I was hungry for some lemon pepper chicken and last night this recipe was the result of my playing in the kitchen. I served it over some nice couscous cooked in chicken stock with a nice side a steamed asparagus drizzled with a little olive oil, sprinkled with sea salt and topped with lemon zest. This meal took about 30 minutes tops from beginning to plating. You can do this after work. Trust me.
2 boneless skinless chicken breasts, cut in half lengthwise and pounded to 1/4 inch thickness
2 T. olive oil
Heat the olive oil in a large skillet over medium high heat. Liberally sprinkle chicken cutlets with lemon pepper. In 2 or three batches (depending on how large the chicken pieces are), cook chicken about 2 minutes per side until done and golden brown.

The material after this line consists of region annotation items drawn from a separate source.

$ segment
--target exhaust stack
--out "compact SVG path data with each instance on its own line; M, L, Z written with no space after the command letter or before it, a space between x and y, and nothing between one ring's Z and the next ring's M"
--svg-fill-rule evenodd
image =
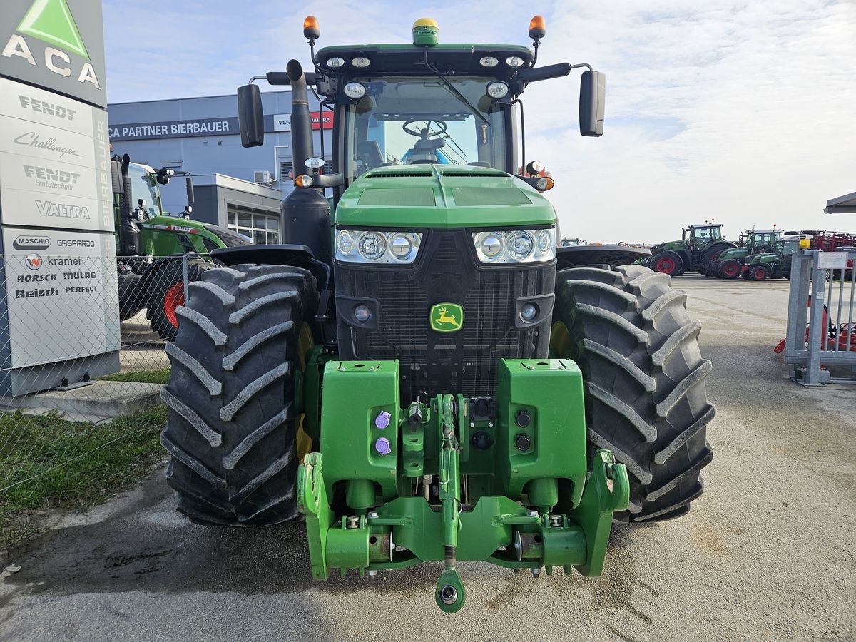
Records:
M312 122L303 68L289 60L285 68L291 81L291 159L294 176L311 174L306 158L312 152ZM284 178L284 177L283 177ZM282 239L292 245L306 246L312 255L328 265L333 263L330 203L317 189L295 187L280 204Z
M298 176L309 173L306 161L314 156L312 121L309 113L309 94L303 68L296 60L289 60L285 71L291 81L291 158L294 176Z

Remove to a plate and set aside while you make the sauce.
1 cup white wine
1 cup chicken stock
1 T. Dijon mustard
Juice from one lemon
1 T. cornstarch (optional)
Drain any remaining olive oil from pan. Deglaze with wine and chicken stock and bring to a boil. Whisk in Dijon mustard and lemon juice and make sure it is fully incorporated into the liquid. Lower heat and continue to stir until sauce thickens. If you want it a little thicker, simply stir a little cornstarch into a small bowl with a little cool water. Pour that into the sauce mixture and it should thicken immediately. Serve over chicken cutlets.